I spoke to Father Edwin Leahy about the school, the basketball program, and the documentary.

What defines the Benedictines? What makes them different from the Jesuits and other Catholic orders that run schools?

The Jesuits were created by St. Ignatius to be at the disposal of the holy father, the pope, to go wherever they needed to be in the world to evangelize. We on the other hand are the oldest order in the church because St. Benedict existed/lived in 480 or 530 more or less 540. The fundamental difference is that we take a vow of stability so we are vowed to a place. We have other vows as well but that is the distinguishing mark, that we don’t get moved around. We live in the same place for our lives until they carry us out of the church as they say in Spanish in pajamas of wood, in a box. We’re here to stay and that’s our great strength, it’s also our great weakness because if we don’t get vocations to come to our house there’s a problem because there’s no place else you transfer people in from.
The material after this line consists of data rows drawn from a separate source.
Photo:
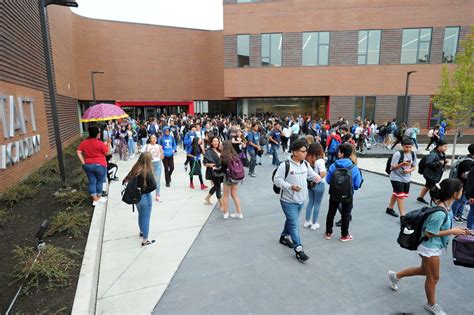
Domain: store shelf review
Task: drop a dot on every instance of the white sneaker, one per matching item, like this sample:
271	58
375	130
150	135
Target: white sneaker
435	309
237	215
315	226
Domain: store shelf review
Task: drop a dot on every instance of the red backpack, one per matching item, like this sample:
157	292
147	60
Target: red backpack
235	170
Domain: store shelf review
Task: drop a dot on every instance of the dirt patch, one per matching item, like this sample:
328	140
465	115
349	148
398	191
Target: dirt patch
20	227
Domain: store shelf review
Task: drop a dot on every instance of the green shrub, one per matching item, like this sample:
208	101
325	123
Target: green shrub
51	270
71	221
72	198
16	194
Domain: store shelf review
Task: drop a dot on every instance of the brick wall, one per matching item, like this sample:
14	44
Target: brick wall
343	48
230	51
390	46
292	54
255	50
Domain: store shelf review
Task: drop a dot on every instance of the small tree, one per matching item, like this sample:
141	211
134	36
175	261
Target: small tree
455	98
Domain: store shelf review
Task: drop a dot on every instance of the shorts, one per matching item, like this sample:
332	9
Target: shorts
400	189
428	252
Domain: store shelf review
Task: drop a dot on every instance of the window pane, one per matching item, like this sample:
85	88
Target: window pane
323	37
323	55
369	107
276	46
374	48
451	35
310	41
362	50
423	56
265	49
243	50
409	46
359	107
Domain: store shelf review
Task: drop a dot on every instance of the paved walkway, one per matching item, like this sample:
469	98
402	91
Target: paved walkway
132	279
238	267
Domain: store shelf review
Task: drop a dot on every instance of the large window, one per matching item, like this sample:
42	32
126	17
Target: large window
243	50
450	45
365	107
315	49
416	45
271	50
369	47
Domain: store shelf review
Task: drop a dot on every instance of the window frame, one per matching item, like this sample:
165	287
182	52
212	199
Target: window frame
366	53
237	55
428	59
364	106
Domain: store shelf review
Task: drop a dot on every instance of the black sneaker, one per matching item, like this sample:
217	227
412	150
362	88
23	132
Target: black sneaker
300	255
420	199
285	240
391	212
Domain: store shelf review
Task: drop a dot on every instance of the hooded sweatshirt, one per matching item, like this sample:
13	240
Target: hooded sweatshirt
345	163
168	143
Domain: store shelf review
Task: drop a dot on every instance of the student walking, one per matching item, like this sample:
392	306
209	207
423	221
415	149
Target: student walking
143	171
212	161
343	178
168	144
433	167
294	192
156	151
437	229
402	165
315	158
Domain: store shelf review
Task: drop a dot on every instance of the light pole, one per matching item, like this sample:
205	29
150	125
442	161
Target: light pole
49	70
406	105
93	72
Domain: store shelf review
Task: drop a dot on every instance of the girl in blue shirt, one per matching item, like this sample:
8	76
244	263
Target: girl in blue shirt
437	229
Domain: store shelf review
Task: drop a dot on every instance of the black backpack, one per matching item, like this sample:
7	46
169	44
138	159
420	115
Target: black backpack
411	227
132	193
277	189
341	187
388	166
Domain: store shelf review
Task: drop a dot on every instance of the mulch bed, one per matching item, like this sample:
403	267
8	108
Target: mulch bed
20	229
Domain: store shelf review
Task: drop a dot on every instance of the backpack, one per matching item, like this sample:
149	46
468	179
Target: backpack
132	193
277	189
411	227
333	146
388	166
341	187
235	170
453	173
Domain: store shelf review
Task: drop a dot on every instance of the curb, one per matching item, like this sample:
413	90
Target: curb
87	285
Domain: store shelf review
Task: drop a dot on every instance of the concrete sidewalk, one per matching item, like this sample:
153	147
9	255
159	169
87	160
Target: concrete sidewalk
132	279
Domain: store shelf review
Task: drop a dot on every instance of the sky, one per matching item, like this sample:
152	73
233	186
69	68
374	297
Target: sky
201	14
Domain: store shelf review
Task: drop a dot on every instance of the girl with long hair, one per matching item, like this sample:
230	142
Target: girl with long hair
315	158
212	161
230	188
143	171
437	228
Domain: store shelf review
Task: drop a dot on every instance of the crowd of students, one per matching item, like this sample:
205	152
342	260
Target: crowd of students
320	152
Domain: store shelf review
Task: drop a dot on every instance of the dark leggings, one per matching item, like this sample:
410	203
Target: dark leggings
216	188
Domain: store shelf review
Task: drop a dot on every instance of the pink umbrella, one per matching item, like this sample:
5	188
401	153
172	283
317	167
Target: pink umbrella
102	112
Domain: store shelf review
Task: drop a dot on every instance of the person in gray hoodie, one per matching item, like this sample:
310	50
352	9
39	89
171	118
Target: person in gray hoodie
294	192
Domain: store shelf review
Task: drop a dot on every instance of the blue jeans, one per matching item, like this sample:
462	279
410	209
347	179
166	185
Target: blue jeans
131	147
157	167
96	174
144	214
292	212
314	203
458	206
275	159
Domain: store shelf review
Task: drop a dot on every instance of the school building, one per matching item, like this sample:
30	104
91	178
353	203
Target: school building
327	58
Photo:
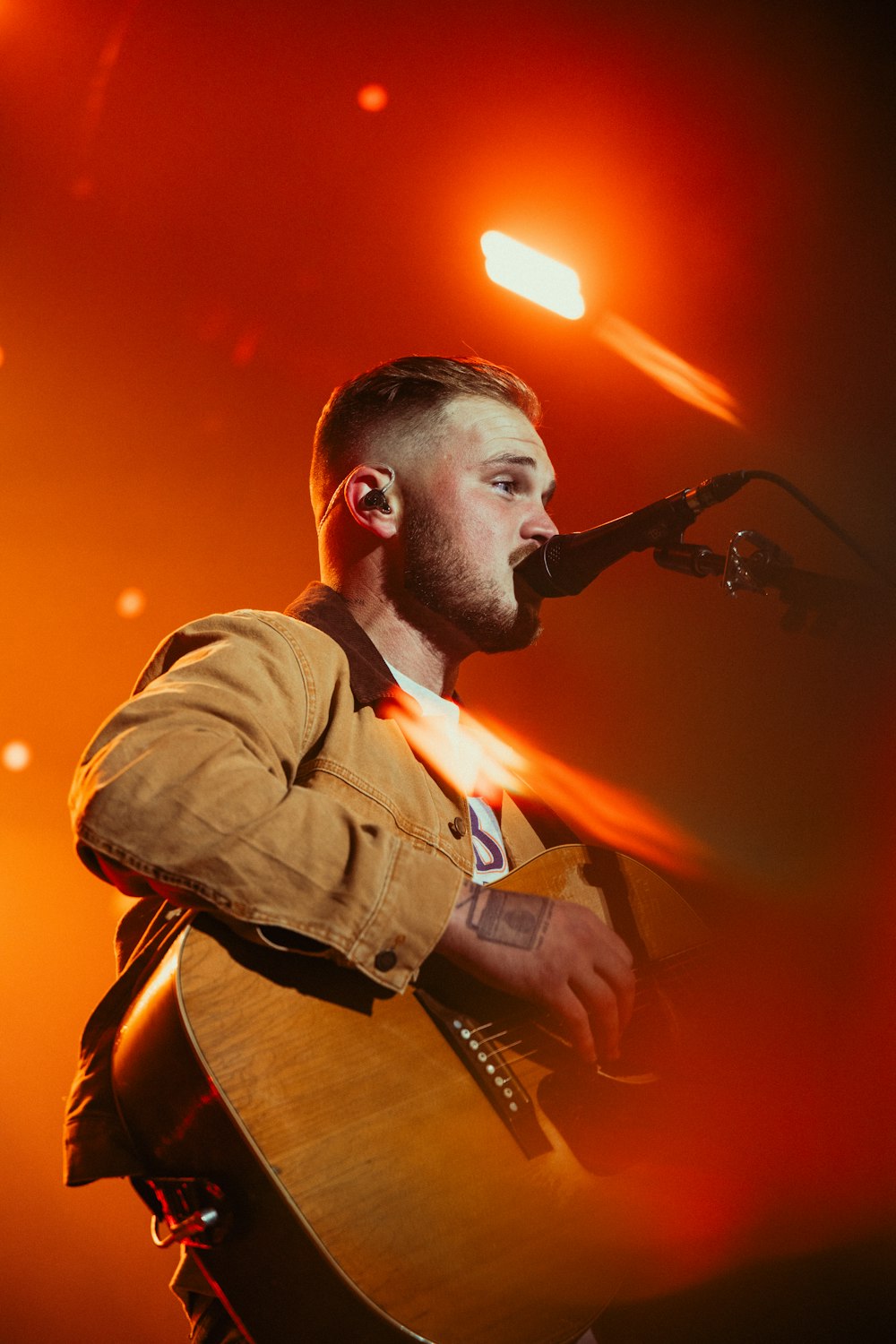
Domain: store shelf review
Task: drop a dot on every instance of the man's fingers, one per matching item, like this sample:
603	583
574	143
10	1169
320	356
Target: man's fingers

So you’ve been at St. Benedicts for a long time.

I went to school here as a high school boy. My father wanted me to go to an all-boys school so I applied here. I got rejected and my father was not to be put off, he talked to the pastor of our church and the pastor interceded and I got in provisionally. The joke turned out to be some of the people who rejected me wound up working for me.

When I got here I loved it; I could take you to the place in the building where I stood the first and second day I was here. I was a 13-year-old at the time and I knew I was home; I have no idea why but I knew I was home and I belonged here and here we are fifty something years later.

I entered the monastery community here in 1965, professed vows in ‘66, took solemn vows in ‘69, was ordained a priest in ‘72. I’ve been living here in Newark at the abbey at St. Benedict’s Prep since 1969.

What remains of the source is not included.